Session Example/Tour

This example shows using APSW to create and use the Session extension

#!/usr/bin/env python3

# This code uses Python's optional typing annotations.  You can
# ignore them and do not need to use them.  If you do use them
# then you must include this future annotations line first.
from __future__ import annotations

import functools
import pathlib
import tempfile

import apsw
import apsw.ext

Is Session available?

Session must be enabled in SQLite at compile time, and in APSW at its compile time. (PyPI builds always have both enabled)
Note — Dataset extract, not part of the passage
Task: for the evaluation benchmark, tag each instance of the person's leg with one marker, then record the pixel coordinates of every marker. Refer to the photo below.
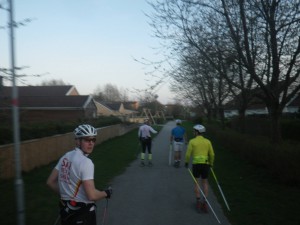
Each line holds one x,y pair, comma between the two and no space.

print("Session in SQLite:", "ENABLE_SESSION" in apsw.compile_options)

print("  Session in APSW:", hasattr(apsw, "Session"))

Session in SQLite: True
  Session in APSW: True

Initial database setup

The database is populated with an items table, a tags table, and a link table allowing multiple tags per item. It has foreign keys and a trigger which cause changes beyond the supplied SQL so we can see how session handles that. See the full SQL

connection = apsw.Connection("")

connection.execute(pathlib.Path("session.sql").read_text())

Monitoring changes

You can have multiple Session monitoring changes on a session. You need to call Session.attach() to say which tables to monitor, or use Session.table_filter() to get a callback. You can pause and resume monitoring with Session.enabled. For unmonitored changes you can use Session.diff() to work out the changes between two tables.

session = apsw.Session(connection, "main")

# enabled by default.  You can set it to False while making
# changes you do not want recorded. It only stops recording
# changes to rows not already part of the changeset.
print(f"{session.enabled=}")

# We'd like size estimates
session.config(apsw.SQLITE_SESSION_OBJCONFIG_SIZE, True)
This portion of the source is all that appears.